Il senatore Thom Tillis (North Carolina) ha dichiarato di non avere più fiducia in Hegseth, accusandolo di aver favorito il pensionamento o l’allontanamento di alcuni dei più autorevoli vertici del dipartimento della Guerra. Secondo Tillis, il segretario soffre di un “complesso di insicurezza”, ha scarsa esperienza nella gestione di grandi organizzazioni e tende a esercitare un controllo eccessivo sulle decisioni. Lo stesso Tillis ha affermato che all’interno del gruppo repubblicano al Senato sta emergendo una crescente crisi di fiducia nei confronti della guida del Pentagono, mentre aumentano i costi della guerra e l’Iran non appare più vicino a un accordo di pace duraturo. Un altro senatore repubblicano, rimasto anonimo, ha riferito che anche tra gli alti gradi militari si starebbe diffondendo una perdita di fiducia nella leadership di Hegseth, alimentando le preoccupazioni del Congresso.

Tra gli episodi più contestati vi è il pensionamento forzato del generale Chris Donahue, comandante delle forze terrestri statunitensi in Europa. La presidente della commissione Stanziamenti del Senato, Susan Collins, ha definito “profondamente preoccupante” l’allontanamento di ufficiali di alto livello e ha chiesto maggiori chiarimenti sulla strategia e sugli obiettivi finali del conflitto.

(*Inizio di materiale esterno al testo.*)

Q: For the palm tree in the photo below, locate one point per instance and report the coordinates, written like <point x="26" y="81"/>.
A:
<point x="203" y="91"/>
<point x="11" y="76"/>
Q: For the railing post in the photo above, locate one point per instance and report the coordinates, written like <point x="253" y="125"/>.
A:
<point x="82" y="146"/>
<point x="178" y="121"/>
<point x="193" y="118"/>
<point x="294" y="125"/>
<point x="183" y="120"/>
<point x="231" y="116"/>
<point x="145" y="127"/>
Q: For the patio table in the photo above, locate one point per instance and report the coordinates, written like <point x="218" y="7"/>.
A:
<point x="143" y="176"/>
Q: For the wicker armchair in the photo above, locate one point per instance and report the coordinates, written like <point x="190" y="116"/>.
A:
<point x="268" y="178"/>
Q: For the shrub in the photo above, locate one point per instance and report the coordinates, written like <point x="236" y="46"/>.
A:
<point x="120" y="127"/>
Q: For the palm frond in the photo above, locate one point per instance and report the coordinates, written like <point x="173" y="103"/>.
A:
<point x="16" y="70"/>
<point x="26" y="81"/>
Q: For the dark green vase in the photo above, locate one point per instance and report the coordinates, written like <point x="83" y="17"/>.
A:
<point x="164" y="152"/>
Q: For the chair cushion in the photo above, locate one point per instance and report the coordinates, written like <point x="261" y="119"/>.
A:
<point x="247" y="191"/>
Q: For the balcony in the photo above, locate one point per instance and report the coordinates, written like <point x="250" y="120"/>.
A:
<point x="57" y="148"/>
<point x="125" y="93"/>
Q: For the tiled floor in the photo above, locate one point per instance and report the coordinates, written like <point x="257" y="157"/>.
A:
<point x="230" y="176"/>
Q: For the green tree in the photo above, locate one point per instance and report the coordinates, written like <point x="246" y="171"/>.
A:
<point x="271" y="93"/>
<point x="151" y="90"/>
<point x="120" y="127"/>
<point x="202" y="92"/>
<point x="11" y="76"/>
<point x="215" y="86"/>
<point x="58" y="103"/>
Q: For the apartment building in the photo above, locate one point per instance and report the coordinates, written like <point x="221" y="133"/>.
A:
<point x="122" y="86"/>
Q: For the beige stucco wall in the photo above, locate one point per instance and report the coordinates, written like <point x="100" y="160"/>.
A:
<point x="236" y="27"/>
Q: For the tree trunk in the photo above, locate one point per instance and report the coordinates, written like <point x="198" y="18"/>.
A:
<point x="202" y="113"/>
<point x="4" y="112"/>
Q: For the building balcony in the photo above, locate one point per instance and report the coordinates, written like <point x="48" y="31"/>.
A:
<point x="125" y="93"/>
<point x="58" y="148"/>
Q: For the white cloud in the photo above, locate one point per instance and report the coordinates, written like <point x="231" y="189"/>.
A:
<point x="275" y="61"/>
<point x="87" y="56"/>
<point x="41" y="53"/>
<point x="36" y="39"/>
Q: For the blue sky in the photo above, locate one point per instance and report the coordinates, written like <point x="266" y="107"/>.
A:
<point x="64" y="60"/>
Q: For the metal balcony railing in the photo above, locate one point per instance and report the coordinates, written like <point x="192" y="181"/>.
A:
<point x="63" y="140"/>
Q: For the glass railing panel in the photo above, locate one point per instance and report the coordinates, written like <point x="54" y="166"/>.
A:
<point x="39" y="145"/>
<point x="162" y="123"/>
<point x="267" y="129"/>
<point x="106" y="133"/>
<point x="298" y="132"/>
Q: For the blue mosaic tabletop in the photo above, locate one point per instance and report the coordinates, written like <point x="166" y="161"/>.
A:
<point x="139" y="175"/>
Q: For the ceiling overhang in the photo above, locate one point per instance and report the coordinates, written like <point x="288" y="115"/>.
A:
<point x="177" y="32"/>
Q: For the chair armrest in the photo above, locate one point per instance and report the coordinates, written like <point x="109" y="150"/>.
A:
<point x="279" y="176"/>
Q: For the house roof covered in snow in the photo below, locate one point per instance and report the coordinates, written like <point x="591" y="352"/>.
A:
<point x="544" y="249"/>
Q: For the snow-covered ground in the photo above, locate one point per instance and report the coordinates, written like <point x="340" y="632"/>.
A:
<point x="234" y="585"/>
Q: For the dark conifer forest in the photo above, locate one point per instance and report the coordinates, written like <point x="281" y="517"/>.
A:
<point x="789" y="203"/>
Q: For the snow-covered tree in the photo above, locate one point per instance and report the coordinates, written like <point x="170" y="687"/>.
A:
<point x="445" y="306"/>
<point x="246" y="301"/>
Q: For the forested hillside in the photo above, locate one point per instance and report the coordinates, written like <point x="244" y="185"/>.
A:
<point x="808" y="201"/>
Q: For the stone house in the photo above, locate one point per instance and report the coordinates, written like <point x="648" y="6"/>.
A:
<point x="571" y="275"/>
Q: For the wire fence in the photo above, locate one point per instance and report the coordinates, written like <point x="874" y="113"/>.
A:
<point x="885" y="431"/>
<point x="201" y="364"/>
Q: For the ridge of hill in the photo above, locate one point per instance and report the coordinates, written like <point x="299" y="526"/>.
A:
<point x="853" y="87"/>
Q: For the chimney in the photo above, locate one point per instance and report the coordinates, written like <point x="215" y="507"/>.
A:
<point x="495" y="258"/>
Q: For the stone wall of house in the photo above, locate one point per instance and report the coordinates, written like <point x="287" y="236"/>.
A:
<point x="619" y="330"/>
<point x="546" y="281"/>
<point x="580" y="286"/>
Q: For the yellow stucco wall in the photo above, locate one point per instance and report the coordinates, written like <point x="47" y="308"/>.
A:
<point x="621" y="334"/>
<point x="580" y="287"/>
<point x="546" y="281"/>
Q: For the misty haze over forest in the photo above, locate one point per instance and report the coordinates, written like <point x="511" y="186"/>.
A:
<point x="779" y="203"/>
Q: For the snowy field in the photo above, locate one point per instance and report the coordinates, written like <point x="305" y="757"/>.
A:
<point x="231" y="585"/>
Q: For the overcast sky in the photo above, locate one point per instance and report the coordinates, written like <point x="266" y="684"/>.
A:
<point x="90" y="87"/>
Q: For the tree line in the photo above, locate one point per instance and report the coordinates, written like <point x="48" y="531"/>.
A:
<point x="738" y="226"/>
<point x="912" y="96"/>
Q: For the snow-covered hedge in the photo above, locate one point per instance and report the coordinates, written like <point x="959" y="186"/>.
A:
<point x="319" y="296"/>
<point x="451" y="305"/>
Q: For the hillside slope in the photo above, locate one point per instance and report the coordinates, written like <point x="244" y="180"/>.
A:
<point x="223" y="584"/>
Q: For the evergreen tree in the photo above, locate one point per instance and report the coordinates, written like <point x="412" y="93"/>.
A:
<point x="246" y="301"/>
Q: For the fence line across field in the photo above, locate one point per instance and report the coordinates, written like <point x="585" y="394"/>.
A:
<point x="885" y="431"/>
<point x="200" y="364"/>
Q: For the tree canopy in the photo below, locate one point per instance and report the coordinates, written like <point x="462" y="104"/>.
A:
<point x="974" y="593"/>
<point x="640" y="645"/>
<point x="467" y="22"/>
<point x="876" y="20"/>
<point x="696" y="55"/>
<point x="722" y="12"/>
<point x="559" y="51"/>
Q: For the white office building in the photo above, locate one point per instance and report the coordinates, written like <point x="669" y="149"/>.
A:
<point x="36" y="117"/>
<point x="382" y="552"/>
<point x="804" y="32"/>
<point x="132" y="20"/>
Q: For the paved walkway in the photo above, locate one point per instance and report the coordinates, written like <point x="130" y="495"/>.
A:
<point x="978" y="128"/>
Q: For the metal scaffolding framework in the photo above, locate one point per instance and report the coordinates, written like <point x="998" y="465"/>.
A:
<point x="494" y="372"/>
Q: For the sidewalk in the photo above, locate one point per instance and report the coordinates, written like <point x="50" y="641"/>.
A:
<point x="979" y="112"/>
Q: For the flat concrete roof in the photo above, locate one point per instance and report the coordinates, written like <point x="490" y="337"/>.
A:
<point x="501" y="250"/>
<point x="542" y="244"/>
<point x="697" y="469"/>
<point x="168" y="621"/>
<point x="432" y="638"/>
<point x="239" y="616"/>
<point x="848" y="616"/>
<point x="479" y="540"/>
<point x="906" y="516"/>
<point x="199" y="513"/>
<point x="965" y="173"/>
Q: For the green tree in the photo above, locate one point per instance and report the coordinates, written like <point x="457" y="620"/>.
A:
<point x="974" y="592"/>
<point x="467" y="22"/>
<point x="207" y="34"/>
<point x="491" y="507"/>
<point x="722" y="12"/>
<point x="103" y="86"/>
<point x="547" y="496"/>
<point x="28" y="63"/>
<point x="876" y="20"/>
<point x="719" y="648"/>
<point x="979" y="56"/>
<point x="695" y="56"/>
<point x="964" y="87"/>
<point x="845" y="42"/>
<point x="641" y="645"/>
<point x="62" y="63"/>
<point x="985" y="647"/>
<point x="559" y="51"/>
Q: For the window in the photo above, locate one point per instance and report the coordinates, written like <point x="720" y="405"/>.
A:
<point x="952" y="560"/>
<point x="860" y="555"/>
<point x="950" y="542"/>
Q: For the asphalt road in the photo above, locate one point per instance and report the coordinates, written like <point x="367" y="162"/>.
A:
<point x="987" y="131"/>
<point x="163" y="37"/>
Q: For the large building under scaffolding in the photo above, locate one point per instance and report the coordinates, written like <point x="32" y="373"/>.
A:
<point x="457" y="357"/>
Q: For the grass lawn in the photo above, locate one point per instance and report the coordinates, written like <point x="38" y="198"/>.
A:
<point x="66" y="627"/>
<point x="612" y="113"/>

Un altro senatore repubblicano ha parlato di “malumori” per gli errori di valutazione relativi sia alla chiusura di Hormuz sia alla capacità dell’Iran di minacciare i Paesi vicini, ammettendo che potrebbero esserci stati errori di calcolo nella strategia iniziale.

L’ala più interventista del Partito Repubblicano continua tuttavia a sostenere un’escalation militare. Il presidente della commissione Forze armate del Senato, Roger Wicker, ha invitato il presidente Trump a “portare a termine il lavoro” intensificando gli attacchi, mentre il senatore John Cornyn ha sostenuto che gli Stati Uniti dispongono delle capacità necessarie per riaprire lo Stretto di Hormuz senza dover fare concessioni significative all’Iran. Parallelamente cresce però la frustrazione per un conflitto che dura ormai quasi cinque mesi, ben oltre le iniziali previsioni dell’amministrazione Trump. Anche la senatrice Shelley Moore Capito ha osservato che l’opinione pubblica statunitense sta mostrando segni di stanchezza.

Permangono inoltre dubbi sui costi dell’operazione. Secondo Hegseth, la guerra è costata finora 37,5 miliardi di dollari, mentre stime indipendenti di Moody’s Analytics indicano una spesa superiore a 132 miliardi di dollari. La senatrice Joni Ernst ha lamentato la mancanza di trasparenza del Pentagono sui costi effettivi del conflitto. Diversi senatori repubblicani ritengono infine che, allo stato attuale, non vi siano voti sufficienti per approvare in Senato un nuovo stanziamento di 73 miliardi di dollari destinato a finanziare le operazioni militari, richiesto dall’amministrazione Trump. Tra le critiche mosse da Tillis figura anche la mancata previsione dell’estensione del conflitto ad altri snodi strategici del commercio mondiale, come lo Stretto di Bab el Mandeb, oltre al timore che il ricambio ai vertici militari abbia indebolito la capacità di pianificazione strategica del Pentagono.